The view-based query is really

    a LEFT JOIN (b LEFT JOIN c LEFT JOIN d LEFT JOIN e)

while the allegedly equivalent hand expansion is

    a LEFT JOIN b LEFT JOIN c LEFT JOIN d LEFT JOIN e

and since JOIN associates left-to-right, this is not the same thing at
all.  I'm not even convinced that it gives the same end result ...
INNER JOIN is associative but LEFT JOIN is not.

            regards, tom lane

Re: Slow views

From
Tom Lane
Date:
David Newall <davidn-postgres@rebel.net.au> writes:
> It's clearly an optimisation issue:

No, it's an outer-join-semantics issue.

> select * from a join b optimises differently to select * from a join
> (select * from b) as b

The above claim is provably false.  Now, if you throw in some more
tables and sprinkle in a LEFT JOIN instead of just JOIN here and there,
you can get different plans --- but the semantics are not necessarily
the same, either.

            regards, tom lane

Re: Slow views

From
Stephan Szabo
Date:
On Sat, 17 Jul 2004, David Newall wrote:

> On Sat, 2004-07-17 at 13:34, Tom Lane wrote:
> > I suspect the real issue is that the implied join order is not the same.
>
> With respect, the real issue is that using the view takes 100 times
> longer than not using it.
>
> > The view-based query is really
> >
> >     a LEFT JOIN (b LEFT JOIN c LEFT JOIN d LEFT JOIN e)
> >
> > while the allegedly equivalent hand expansion is
> >
> >     a LEFT JOIN b LEFT JOIN c LEFT JOIN d LEFT JOIN e
>
> Reversing the two terms, ie view right join table, gives the same (slow)
> result.  Adding a sub-select to the expansion, as Stephan said, gives

I think you're still fundamentally misunderstanding that the two queries
above are not always the same.  The reason you got better results from
your version is that a left join b was faster, however, if the join
conditions in your view were more complicated, your version would give the
wrong results. Unless/until we know for certain under what conditions we
can reorder the joins, we can't do so without causing bugs in other
queries.

Re: Slow views

From
David Newall
Date:
On Sat, 2004-07-17 at 13:34, Tom Lane wrote:
> I suspect the real issue is that the implied join order is not the same.

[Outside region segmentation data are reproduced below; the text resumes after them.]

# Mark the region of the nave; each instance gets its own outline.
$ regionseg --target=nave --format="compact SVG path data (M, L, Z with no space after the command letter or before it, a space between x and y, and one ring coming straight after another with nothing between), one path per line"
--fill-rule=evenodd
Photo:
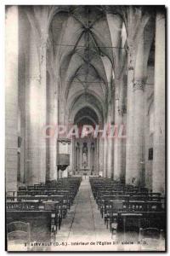
M165 199L160 193L149 193L145 188L125 186L99 177L61 179L58 187L60 183L60 189L51 187L48 196L42 184L31 190L27 188L27 193L20 188L18 194L25 195L20 195L17 199L7 196L7 222L13 219L15 228L17 221L30 224L26 247L23 241L15 240L14 244L8 241L9 251L14 247L21 251L164 249ZM31 194L34 194L34 200L31 200ZM19 230L21 225L20 223ZM9 224L9 228L14 224L11 227Z
M8 251L165 251L166 17L6 8ZM122 244L139 239L151 241ZM87 240L119 244L71 244Z

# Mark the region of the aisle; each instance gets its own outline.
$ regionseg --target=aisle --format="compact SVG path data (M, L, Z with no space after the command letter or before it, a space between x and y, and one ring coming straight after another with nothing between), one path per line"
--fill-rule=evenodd
M56 236L56 241L66 242L65 249L68 250L68 247L78 249L79 247L76 244L75 246L71 244L74 242L91 243L104 240L111 241L111 235L109 230L106 230L104 220L100 217L92 194L89 179L87 177L86 179L82 179L74 204L66 218L62 222L61 230ZM82 247L79 249L82 249ZM86 249L85 245L84 250Z
M104 224L97 204L94 199L89 179L82 179L74 204L62 221L61 230L56 235L57 246L51 251L139 251L142 247L134 241L137 237L125 238L118 233L111 237L110 230ZM118 241L118 244L117 244ZM124 241L126 244L122 244ZM128 242L128 243L127 243ZM130 242L130 243L129 243ZM156 241L155 241L156 242ZM149 244L152 250L156 243ZM158 241L156 241L159 246ZM161 247L164 247L163 244Z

With respect, the real issue is that using the view takes 100 times
longer than not using it.

> The view-based query is really
>
>     a LEFT JOIN (b LEFT JOIN c LEFT JOIN d LEFT JOIN e)
>
> while the allegedly equivalent hand expansion is
>
>     a LEFT JOIN b LEFT JOIN c LEFT JOIN d LEFT JOIN e

Reversing the two terms, ie view right join table, gives the same (slow)
result.  Adding a sub-select to the expansion, as Stephan said, gives
takes the same time as using a view.  It's clearly an optimisation
issue:

select * from a join b optimises differently to select * from a join
(select * from b) as b

It's a pity because views express the code more clearly, but I can't use
them because they're just too slow.

Re: Slow views

From
David Newall
Date:
On Sat, 2004-07-17 at 14:30, Tom Lane wrote:
> David Newall <davidn-postgres@rebel.net.au> writes:
> > select * from a join b optimises differently to select * from a join
> > (select * from b) as b
>
> The above claim is provably false.  Now, if you throw in some more
> tables and sprinkle in a LEFT JOIN instead of just JOIN here and there,
> you can get different plans --- but the semantics are not necessarily
> the same, either.

You're right.  It's select * from a left join b left join c that
optimises differently to select * from a left join (select * from b left
join c).  I was clumsy with my language but I think my meaning was clear
within the context of this thread.  Anyway, back to my point: I'd like
to use a view but I can't because it's too slow, and that's a pity.